Purpose-driven advertising strikes a fine balance between winning customers that agree and alienating those with opposing views.
By definition, when companies weigh in on controversial issues they are pleasing some and alienating others. But the dilemma may be resolved to a considerable degree by Big Data:
Yet in the age of targeted advertising – where agencies can serve people with digital ads based on troves of personal data – such ads have the ability to preach to the converted.
Sir Martin Sorrell, the executive chairman of S4 Capital, says there is “a lot of greenwashing and virtue signalling going on” from the advertising industry. But he believes the critics of purpose-driven advertising are simply failing to accept the industry’s evolution.
“When you look at all the major issues we have to deal with: Covid, climate change, technological change, diversity and inclusion, the negative impacts of globalisation, political developments such as US/China relations or the lack of them, all of these issues do worry consumers,” he adds.

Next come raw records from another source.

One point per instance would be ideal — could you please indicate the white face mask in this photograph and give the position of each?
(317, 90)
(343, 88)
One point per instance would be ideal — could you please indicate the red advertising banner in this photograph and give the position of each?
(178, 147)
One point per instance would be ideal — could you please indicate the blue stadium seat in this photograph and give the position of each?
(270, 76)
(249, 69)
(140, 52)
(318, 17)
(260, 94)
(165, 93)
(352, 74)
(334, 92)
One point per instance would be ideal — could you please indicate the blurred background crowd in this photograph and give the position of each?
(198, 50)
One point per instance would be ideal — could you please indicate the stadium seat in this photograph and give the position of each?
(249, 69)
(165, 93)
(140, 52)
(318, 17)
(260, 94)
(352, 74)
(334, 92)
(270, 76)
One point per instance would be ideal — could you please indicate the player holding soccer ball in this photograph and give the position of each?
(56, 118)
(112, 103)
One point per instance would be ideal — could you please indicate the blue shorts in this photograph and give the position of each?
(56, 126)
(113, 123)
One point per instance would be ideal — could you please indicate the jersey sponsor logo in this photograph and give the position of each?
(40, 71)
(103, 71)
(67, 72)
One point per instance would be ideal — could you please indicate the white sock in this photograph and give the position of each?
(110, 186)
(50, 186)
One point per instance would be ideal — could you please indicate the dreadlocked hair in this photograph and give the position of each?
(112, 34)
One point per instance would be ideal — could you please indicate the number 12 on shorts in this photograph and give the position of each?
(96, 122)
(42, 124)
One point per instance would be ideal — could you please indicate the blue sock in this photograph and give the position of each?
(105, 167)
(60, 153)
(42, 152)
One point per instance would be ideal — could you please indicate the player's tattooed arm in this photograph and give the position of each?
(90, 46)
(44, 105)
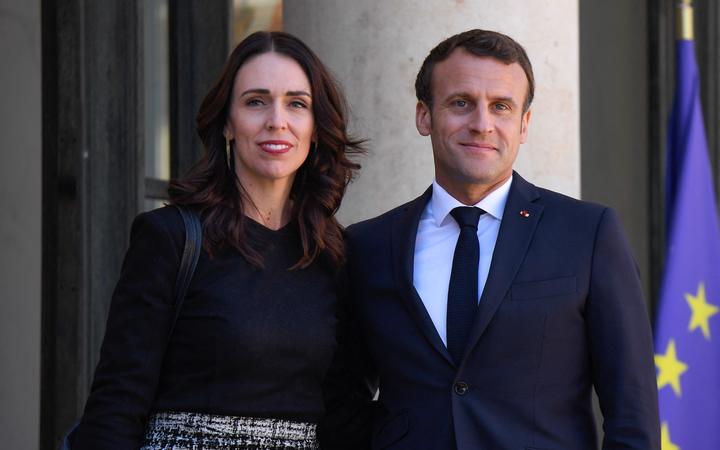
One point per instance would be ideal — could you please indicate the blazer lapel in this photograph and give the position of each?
(404, 233)
(519, 222)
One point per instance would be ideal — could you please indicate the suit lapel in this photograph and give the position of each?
(404, 233)
(519, 222)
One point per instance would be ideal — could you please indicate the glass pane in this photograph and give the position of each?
(152, 203)
(156, 84)
(250, 16)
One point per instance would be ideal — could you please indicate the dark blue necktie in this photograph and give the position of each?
(463, 290)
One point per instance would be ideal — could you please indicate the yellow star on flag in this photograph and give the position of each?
(665, 443)
(670, 368)
(702, 311)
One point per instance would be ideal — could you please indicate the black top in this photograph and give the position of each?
(248, 341)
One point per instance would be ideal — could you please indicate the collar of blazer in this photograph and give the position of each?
(516, 232)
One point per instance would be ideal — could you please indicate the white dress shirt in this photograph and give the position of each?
(435, 246)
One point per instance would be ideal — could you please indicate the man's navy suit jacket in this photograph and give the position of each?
(562, 311)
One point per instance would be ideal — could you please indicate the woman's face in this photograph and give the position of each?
(270, 120)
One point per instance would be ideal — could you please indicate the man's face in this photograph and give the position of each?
(476, 124)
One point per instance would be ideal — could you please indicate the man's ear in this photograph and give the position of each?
(524, 123)
(423, 118)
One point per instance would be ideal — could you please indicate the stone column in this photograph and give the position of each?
(20, 230)
(375, 48)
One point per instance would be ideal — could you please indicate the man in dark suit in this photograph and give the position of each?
(490, 307)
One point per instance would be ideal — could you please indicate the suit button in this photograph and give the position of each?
(460, 388)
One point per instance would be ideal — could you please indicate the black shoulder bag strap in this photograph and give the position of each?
(188, 262)
(190, 256)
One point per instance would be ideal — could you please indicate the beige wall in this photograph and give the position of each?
(375, 48)
(20, 203)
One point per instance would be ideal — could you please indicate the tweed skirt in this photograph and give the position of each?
(193, 431)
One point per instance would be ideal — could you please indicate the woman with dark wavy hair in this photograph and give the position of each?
(256, 337)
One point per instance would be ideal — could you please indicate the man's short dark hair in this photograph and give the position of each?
(479, 43)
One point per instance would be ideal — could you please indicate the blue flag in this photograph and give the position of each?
(687, 328)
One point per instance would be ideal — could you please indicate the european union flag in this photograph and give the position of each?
(687, 329)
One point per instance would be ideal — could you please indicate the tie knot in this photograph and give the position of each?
(467, 216)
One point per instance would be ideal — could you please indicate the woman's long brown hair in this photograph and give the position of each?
(213, 190)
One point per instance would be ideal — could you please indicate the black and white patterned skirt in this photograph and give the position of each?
(193, 431)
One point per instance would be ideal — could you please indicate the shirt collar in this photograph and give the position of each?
(493, 204)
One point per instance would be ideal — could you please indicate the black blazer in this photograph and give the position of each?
(248, 342)
(562, 311)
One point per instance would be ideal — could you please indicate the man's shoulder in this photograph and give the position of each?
(383, 220)
(569, 209)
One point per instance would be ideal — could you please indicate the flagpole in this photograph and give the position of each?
(684, 26)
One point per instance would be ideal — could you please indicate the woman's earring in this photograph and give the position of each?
(228, 148)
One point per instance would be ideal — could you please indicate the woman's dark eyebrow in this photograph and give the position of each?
(267, 91)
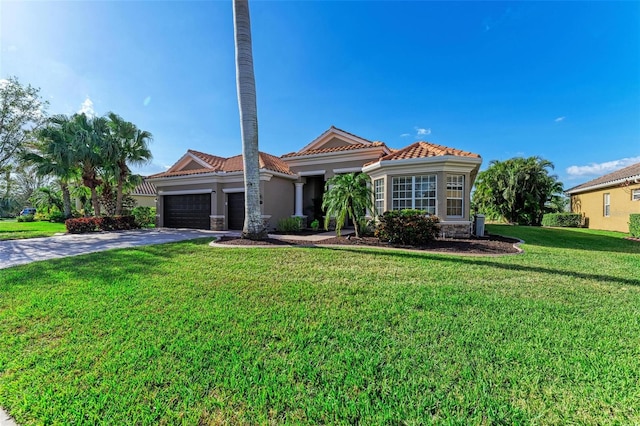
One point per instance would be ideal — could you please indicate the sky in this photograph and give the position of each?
(560, 80)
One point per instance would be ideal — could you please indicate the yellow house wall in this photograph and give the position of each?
(591, 205)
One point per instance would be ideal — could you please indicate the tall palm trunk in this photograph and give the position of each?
(253, 226)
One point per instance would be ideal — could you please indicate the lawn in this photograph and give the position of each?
(10, 229)
(187, 334)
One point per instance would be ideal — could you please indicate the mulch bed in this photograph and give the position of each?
(493, 244)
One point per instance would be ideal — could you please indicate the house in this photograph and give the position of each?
(206, 191)
(606, 202)
(144, 194)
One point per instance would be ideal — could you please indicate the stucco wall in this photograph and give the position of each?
(591, 205)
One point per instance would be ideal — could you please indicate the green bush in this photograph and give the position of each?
(566, 220)
(145, 216)
(26, 218)
(634, 225)
(289, 224)
(408, 227)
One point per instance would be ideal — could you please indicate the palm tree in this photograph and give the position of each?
(55, 156)
(128, 145)
(345, 196)
(253, 227)
(88, 141)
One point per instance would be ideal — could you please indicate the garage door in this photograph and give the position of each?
(235, 204)
(187, 211)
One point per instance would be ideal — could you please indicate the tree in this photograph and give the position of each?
(53, 155)
(253, 227)
(21, 112)
(518, 190)
(128, 145)
(347, 195)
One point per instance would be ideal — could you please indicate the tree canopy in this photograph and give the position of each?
(518, 190)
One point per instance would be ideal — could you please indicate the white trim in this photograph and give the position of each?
(312, 173)
(186, 192)
(347, 170)
(602, 185)
(232, 190)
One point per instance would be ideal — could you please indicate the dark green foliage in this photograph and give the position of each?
(26, 218)
(92, 224)
(567, 220)
(634, 225)
(518, 190)
(145, 216)
(290, 224)
(409, 227)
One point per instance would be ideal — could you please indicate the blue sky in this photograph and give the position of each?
(556, 79)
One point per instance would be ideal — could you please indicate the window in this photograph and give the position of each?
(378, 195)
(414, 192)
(455, 195)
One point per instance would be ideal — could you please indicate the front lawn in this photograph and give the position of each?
(10, 229)
(187, 334)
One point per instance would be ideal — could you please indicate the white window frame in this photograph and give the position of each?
(459, 187)
(409, 199)
(378, 196)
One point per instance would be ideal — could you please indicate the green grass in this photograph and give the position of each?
(10, 229)
(187, 334)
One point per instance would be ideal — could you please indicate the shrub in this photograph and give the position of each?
(145, 216)
(26, 218)
(567, 220)
(409, 227)
(634, 225)
(92, 224)
(290, 224)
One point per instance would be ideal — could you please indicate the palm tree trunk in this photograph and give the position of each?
(253, 226)
(66, 199)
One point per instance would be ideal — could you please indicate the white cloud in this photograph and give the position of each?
(598, 169)
(420, 131)
(87, 108)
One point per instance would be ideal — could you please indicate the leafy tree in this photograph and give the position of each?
(253, 227)
(21, 112)
(128, 145)
(347, 195)
(53, 155)
(518, 190)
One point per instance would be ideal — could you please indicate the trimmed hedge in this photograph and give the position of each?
(408, 227)
(565, 220)
(93, 224)
(634, 225)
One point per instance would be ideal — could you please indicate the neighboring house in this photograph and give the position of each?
(144, 194)
(205, 191)
(607, 202)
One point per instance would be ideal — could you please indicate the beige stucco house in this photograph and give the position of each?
(606, 202)
(205, 191)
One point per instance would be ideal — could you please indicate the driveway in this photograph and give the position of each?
(19, 252)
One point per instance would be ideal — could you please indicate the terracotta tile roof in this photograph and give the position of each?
(145, 188)
(334, 149)
(228, 165)
(423, 150)
(619, 176)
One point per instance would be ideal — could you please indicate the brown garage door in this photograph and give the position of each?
(235, 204)
(187, 211)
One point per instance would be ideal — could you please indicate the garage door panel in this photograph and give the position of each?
(187, 211)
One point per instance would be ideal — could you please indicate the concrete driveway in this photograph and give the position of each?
(19, 252)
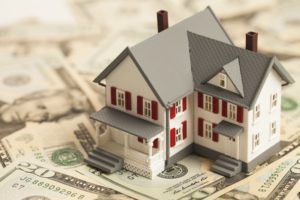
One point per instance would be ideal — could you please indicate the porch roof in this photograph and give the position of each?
(128, 123)
(228, 129)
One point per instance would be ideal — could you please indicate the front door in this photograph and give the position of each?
(232, 147)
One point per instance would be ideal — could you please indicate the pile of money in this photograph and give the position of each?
(47, 94)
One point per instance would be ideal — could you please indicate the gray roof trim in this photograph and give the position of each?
(127, 123)
(283, 72)
(274, 63)
(116, 62)
(112, 66)
(228, 129)
(146, 79)
(218, 21)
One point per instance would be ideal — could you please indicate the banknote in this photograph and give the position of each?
(36, 97)
(31, 180)
(107, 50)
(280, 180)
(63, 144)
(185, 179)
(234, 9)
(34, 31)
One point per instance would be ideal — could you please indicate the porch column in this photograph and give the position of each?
(149, 144)
(98, 133)
(125, 144)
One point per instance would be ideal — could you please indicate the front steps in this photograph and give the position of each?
(226, 166)
(104, 161)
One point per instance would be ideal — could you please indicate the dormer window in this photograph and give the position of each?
(273, 100)
(178, 106)
(222, 80)
(121, 98)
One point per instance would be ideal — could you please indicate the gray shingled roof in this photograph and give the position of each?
(228, 129)
(128, 123)
(208, 57)
(182, 58)
(164, 59)
(233, 71)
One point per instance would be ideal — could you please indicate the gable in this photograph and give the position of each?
(128, 77)
(229, 78)
(164, 59)
(216, 81)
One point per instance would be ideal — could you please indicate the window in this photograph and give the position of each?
(208, 102)
(273, 128)
(232, 111)
(121, 98)
(207, 130)
(274, 100)
(147, 108)
(256, 140)
(178, 134)
(222, 80)
(257, 112)
(178, 106)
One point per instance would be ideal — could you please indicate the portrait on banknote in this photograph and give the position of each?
(41, 107)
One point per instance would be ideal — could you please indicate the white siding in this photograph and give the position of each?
(224, 144)
(262, 125)
(229, 85)
(127, 77)
(188, 116)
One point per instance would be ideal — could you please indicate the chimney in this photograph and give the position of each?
(251, 41)
(162, 20)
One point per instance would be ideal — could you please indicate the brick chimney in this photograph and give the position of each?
(251, 41)
(162, 20)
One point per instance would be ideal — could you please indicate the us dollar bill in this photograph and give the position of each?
(36, 96)
(279, 180)
(31, 180)
(62, 144)
(186, 179)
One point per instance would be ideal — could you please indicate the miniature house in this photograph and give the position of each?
(186, 90)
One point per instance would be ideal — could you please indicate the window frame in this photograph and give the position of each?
(257, 112)
(274, 100)
(119, 99)
(147, 108)
(208, 103)
(208, 132)
(273, 130)
(222, 78)
(256, 141)
(178, 134)
(178, 107)
(232, 111)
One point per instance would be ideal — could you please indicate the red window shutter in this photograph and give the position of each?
(128, 100)
(155, 143)
(113, 95)
(140, 105)
(184, 103)
(154, 108)
(200, 127)
(215, 105)
(184, 134)
(140, 139)
(224, 108)
(172, 111)
(200, 99)
(172, 137)
(240, 114)
(215, 135)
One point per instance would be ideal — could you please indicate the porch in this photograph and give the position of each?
(137, 141)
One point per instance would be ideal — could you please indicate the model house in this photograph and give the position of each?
(186, 90)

“The market environment has changed and it is very difficult for people in the traditional part of the industry to get their minds around that. In that new world, the way you develop relationships with consumers has become much more personalised, activational and maybe much more short term. The industry looks back with rose-tinted spectacles at the Don Draper days – but times have changed.”
Unfortunately, that assessment may be correct.